Di Pilpres kali ini yang dikhawatirkan bukan hanya polarisasi yang sangat tajam antara kubu pendukung petahana yang dijuluki sebagai cebongers dengan kelompok pendukung oposisi yang dijuluki sebagai kampreters. Akan tetapi, yang lebih menegangkan dari itu adalah dibumbuinya polarisasi kedua kubu itu dengan isu agama, politik aliran dan politik identitas.
Pada masa awal kampanye, kedua kubu saling menarasikan diri dan mencari legitimasi dari para tokoh agama untuk memberikan klaim bahwa mereka didukung oleh umat Islam.
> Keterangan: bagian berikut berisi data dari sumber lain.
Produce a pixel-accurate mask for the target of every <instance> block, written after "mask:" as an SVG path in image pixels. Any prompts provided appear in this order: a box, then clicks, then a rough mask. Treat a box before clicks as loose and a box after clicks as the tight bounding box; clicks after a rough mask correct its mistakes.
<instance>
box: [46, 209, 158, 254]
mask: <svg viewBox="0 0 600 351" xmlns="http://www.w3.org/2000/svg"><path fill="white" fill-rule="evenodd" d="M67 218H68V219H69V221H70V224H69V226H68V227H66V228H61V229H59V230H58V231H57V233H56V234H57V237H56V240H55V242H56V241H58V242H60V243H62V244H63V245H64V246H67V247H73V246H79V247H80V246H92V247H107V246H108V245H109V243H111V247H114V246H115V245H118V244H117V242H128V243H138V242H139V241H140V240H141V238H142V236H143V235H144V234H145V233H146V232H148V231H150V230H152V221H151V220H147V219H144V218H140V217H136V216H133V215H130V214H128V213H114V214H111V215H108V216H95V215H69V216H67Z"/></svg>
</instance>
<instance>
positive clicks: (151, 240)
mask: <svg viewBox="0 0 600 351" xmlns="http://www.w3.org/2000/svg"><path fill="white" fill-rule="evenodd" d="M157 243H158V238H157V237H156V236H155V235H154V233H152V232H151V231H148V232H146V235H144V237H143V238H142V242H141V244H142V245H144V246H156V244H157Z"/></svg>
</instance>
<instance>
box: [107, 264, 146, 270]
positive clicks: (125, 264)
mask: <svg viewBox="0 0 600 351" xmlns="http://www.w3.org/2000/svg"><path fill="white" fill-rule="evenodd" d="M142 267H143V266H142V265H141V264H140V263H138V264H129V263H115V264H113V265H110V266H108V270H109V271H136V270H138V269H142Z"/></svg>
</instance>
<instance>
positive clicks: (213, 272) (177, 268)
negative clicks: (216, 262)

Nah, ini yang membedakan dengan Pilpres yang sebelum-sebelumnya. Pilpres sebelumya, para kandidat Pemilu untuk mencari simpati calon pemilih, mereka berusaha menemui kalangan miskin kota dan petani untuk mencari legitimasi sebagai representasi rakyat.
Nah, kini nampaknya secara pelan-pelan mulai berubah. Kosa kata “rakyat” sudah agak pudar dan tak bernilai jual untuk elektabilitas dalam Pilpres kemarin ini. Ada kosa kata lain yang lebih menjual dari kosa kata lama, yakni “umat”. Kini kosa kata “umat” sangat penting untuk menjadi legitimasi para kandidat untuk maju dalam gelanggang pemilihan umum.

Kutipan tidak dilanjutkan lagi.